I think it remains open because people really want to drink, and people really want to sell alcohol. There are many things like this in our diets, and the evidence is fairly conclusive. We just struggle to accept it.

https://hubermanlab.com/what-alcohol-does-to-your-body-brain...

The sort of people who [can afford to] drink a glass of wine at dinner also have access to health care. This correlates with better health outcomes.
> What and why and when are “furries”?

Throwaway.

Old-school furry, from the early 90s. I won't try to speak to the history - it predates me by a few years - but the comment "furries run the Internet" was true for decades. In the 90s and 00's the level of overrepresentation was off the charts, to such a degree that for awhile one large and successful contracting company (Taos Mountain) would actively recruit from the fandom.

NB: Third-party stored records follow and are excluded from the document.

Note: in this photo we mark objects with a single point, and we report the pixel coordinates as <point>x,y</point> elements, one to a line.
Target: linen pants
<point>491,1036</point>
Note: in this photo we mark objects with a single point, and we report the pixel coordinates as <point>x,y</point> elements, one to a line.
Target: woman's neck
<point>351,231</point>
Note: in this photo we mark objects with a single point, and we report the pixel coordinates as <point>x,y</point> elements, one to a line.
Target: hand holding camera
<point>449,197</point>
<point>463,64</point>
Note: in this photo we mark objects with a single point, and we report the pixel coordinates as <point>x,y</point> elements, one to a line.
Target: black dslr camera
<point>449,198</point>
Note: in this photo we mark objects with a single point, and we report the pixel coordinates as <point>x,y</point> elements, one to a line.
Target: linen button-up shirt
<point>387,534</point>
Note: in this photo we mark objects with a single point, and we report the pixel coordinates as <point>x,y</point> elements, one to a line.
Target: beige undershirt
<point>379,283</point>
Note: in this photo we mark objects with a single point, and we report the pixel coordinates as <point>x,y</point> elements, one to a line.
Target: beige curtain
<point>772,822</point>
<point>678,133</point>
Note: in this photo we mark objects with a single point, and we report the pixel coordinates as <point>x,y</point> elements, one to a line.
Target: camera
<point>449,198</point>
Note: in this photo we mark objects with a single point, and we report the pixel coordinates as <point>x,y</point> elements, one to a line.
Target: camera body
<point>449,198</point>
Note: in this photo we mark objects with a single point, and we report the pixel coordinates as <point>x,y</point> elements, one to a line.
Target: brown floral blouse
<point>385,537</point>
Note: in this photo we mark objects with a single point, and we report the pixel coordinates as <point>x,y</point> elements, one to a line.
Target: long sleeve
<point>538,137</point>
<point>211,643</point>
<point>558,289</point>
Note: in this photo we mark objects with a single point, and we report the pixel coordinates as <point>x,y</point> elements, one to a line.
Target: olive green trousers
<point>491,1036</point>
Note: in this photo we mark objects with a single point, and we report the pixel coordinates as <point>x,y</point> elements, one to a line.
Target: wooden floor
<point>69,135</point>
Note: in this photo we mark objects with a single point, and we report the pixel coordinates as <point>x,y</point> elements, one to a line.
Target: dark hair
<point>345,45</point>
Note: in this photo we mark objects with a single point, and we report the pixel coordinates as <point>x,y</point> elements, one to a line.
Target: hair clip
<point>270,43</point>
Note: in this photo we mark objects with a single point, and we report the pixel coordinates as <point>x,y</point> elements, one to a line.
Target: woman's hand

Many, many successful early startups had multiple furries working there in key technical positions, including some who's earliest and most influential employees were furries (not naming names because those folks may not want to be 'outed' as furry). I worked for one pretty successful startup that, with I think maybe <100 employees, at least 10 of us were furries. For awhile if a company was an ISP or other service provider, data center operator, had an IT staff of at least 3, or just were a tech company chances are there were multiple furries working there. Some companies still have pretty large fractions of certain departments absent on weekends when large furry cons are being held.

I'd say we're still overrepresented in tech but the industry has gotten so much larger that the raw absolute numbers aren't as surprising as they once were.